Investigation of Southern Tick-Associated Rash Illness (STARI)
|The safety and scientific validity of this study is the responsibility of the study sponsor and investigators. Listing a study does not mean it has been evaluated by the U.S. Federal Government. Read our disclaimer for details.|
|ClinicalTrials.gov Identifier: NCT00358761|
Recruitment Status : Terminated
First Posted : August 1, 2006
Last Update Posted : October 18, 2018
This study will evaluate blood and tissue samples for a condition called Southern Tick-Associated Rash Illness (STARI). This is a skin rash resembling erythema migrans, the rash found in people infected with Lyme disease. In the south and southeastern United States, STARI is associated with the bite of the lone star tick. Researchers seek a better understanding of the cause of STARI. Through researchers' knowledge, diagnostic tests could be developed. NIH is conducting this study along with the Centers for Disease Control and Prevention (CDC).

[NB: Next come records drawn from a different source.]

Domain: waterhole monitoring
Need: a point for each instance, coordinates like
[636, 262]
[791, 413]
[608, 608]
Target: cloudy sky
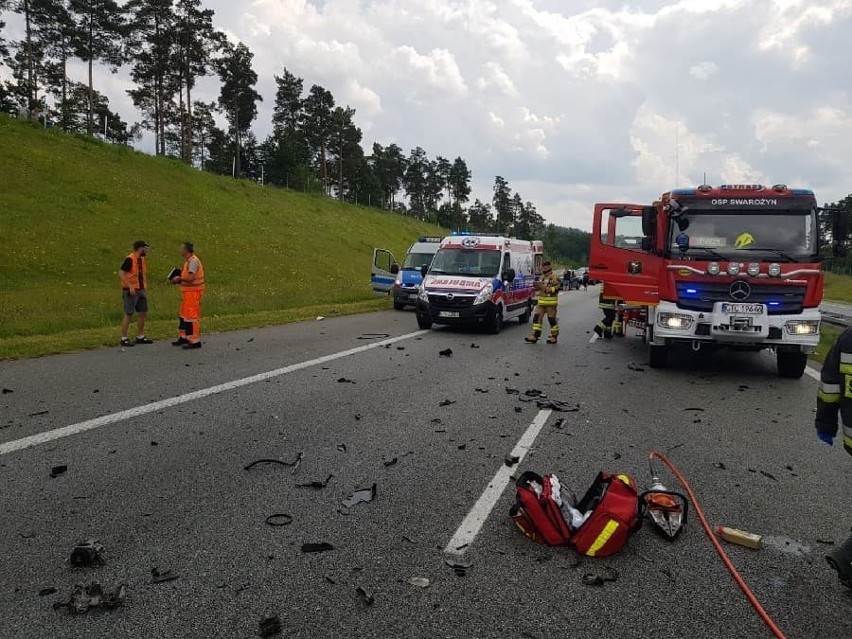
[575, 101]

Patients ages 14 years and older who have recently been diagnosed with possible STARI, who have not taken antibiotics for it longer than 1 day, and whose skin does not form large scars may be eligible for this study. About 20 participants will be enrolled over a 5-year period. Patients will visit the NIH Clinical Center for two or three visits. The first visit may last 2 hours. Photographs will be taken of the rash, and a blood sample of about 1-1/2 tablespoons will be collected for tests. Patients will undergo a punch biopsy of three small pieces of skin, from the rash. The area of the skin will be cleaned, and patients will receive a local anesthetic at the biopsy site. A sharp instrument will remove a round plug of skin, about the size of half a pencil eraser. Patients may feel a pushing sensation, but there should not be pain. The site usually heals without sutures, though the doctors may close it with special adhesive bandages or one or two sutures. Patients will receive instructions about how to take care of the biopsy site. If sutures are used, patients will return in 7 to 10 days to have them removed-or a patient's own doctor may remove the sutures. Patients will return to NIH at 4 to 6 weeks following their first visit. At that time, they will answer questions about how they are doing and donate about 2 tablespoons of blood. Blood and skin samples will be used for research at NIH and CDC.
|Condition or disease|
|Southern Tick-Associated Rash Illness|
|Study Type :||Observational|
|Actual Enrollment :||3 participants|
|Official Title:||Investigation of Southern Tick-Associated Rash Illness (STARI)|
|Study Start Date :||July 20, 2006|
|Study Completion Date :||December 11, 2012|
To learn more about this study, you or your doctor may contact the study research staff using the contact information provided by the sponsor.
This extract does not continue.